Night-Gaunt49[Bozo is Boffo] about 7 years ago
Frazz
17 hrs ·
Mae West said too much of a good thing can be wonderful, and Robert Heinlein (and Mick Jagger, and Seal, and Ayn Rand, and half the world, appropriately) said anything worth doing is worth overdoing. I love it. But then Sting wrote the song “Message in a Bottle” with the closing phrase “sending out an SOS” repeated over and over and over until you realize that there most certainly CAN be too much of a good thing, and that a perfectly good riff can most certainly be overdone, and GOOD GOD, WILL THIS FORMERLY GOOD NOW DREADFUL SONG NEVER END? To this day, I don’t know what their producer was thinking.

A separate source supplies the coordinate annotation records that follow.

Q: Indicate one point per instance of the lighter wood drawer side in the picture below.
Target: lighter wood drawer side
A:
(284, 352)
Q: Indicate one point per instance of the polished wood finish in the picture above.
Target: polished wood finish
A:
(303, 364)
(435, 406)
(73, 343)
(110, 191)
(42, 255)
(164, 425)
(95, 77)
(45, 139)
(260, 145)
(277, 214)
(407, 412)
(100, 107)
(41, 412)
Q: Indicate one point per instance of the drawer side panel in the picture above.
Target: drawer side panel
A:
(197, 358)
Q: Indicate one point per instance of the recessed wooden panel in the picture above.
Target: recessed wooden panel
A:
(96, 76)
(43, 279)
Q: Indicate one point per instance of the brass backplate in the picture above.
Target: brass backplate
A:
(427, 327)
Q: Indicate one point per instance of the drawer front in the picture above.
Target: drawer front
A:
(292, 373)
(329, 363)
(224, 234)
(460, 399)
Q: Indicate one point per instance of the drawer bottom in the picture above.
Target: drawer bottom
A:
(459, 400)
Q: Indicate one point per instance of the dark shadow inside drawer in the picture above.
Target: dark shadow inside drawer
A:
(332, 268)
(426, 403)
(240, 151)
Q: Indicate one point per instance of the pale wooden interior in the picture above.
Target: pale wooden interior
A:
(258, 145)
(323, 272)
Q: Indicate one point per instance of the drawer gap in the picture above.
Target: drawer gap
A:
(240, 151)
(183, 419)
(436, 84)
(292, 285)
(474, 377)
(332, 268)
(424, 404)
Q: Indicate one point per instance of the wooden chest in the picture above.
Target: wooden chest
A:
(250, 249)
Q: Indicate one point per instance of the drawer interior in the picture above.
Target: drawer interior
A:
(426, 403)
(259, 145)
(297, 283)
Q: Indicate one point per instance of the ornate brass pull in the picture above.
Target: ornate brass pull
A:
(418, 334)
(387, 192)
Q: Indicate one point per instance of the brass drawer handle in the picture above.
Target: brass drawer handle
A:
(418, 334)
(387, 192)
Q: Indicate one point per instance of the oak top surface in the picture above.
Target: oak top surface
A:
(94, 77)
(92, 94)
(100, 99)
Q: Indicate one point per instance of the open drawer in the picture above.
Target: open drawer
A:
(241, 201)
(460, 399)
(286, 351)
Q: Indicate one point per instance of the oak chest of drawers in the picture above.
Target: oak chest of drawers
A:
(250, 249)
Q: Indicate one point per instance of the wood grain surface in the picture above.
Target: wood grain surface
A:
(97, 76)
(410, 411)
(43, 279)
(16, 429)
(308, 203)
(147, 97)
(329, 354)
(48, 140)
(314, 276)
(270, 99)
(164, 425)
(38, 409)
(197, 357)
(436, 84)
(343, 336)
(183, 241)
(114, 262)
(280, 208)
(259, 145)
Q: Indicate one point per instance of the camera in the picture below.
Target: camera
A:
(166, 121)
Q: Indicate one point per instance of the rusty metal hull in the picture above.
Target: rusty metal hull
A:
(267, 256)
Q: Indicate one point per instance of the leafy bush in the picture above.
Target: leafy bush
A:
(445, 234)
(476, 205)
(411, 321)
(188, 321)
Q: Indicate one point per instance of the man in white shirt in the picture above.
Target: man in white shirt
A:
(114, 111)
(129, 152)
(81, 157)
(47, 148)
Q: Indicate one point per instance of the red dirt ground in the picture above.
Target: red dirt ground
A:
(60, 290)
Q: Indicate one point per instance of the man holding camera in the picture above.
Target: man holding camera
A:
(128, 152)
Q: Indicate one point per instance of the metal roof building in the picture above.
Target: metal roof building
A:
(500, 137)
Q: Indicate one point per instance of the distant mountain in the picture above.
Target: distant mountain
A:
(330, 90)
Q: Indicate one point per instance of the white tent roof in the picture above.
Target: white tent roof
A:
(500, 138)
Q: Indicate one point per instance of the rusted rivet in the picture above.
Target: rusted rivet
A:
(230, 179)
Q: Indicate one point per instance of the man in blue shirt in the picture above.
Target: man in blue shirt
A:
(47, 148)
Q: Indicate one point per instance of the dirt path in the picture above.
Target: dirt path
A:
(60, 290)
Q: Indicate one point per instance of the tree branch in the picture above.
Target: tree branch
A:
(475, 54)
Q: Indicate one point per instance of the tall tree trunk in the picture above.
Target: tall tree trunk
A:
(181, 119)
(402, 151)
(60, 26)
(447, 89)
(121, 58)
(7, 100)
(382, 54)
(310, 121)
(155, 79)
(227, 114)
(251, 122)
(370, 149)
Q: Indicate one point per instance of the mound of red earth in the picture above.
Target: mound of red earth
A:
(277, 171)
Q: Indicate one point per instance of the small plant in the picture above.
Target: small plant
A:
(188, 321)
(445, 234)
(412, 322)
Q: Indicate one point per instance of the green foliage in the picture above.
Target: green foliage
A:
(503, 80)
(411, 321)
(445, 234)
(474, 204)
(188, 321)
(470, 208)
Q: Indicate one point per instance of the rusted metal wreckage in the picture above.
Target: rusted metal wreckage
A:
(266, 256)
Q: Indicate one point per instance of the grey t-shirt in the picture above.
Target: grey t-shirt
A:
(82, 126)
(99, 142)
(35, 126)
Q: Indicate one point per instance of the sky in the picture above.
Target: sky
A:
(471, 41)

It’s a nice way to look at the end of summer. A quarter-year of it is just fantastic. Shoot, a half-year of it, depending on your latitude. And maybe it’s good all year ‘round, if that’s your thing, but I don’t know if it could be my thing. Make no mistake, fall comes too soon for me every year, but it needs to come, or else I’d either summer myself into burnout or, worse, into complacency. And while summer might end too soon, better too soon than too late. I’d rather suffer through sleet than forget how to appreciate sunny and 70s.
Although that’s where the musical analogy ends, because it seems more often than not, on the kind of radio stations or — deal with it, boomers — grocery store soundtracks that play “Message in a Bottle,” the next song is something by the band Journey, which is like summer ending and being followed not by a chill but by The Plague.
rgcviper about 7 years ago
This one reminds me of a Q&A I found online a while back:
If you have four pencils and seven apples, how many pancakes will fit on the roof?
Purple, because aliens don’t wear hats.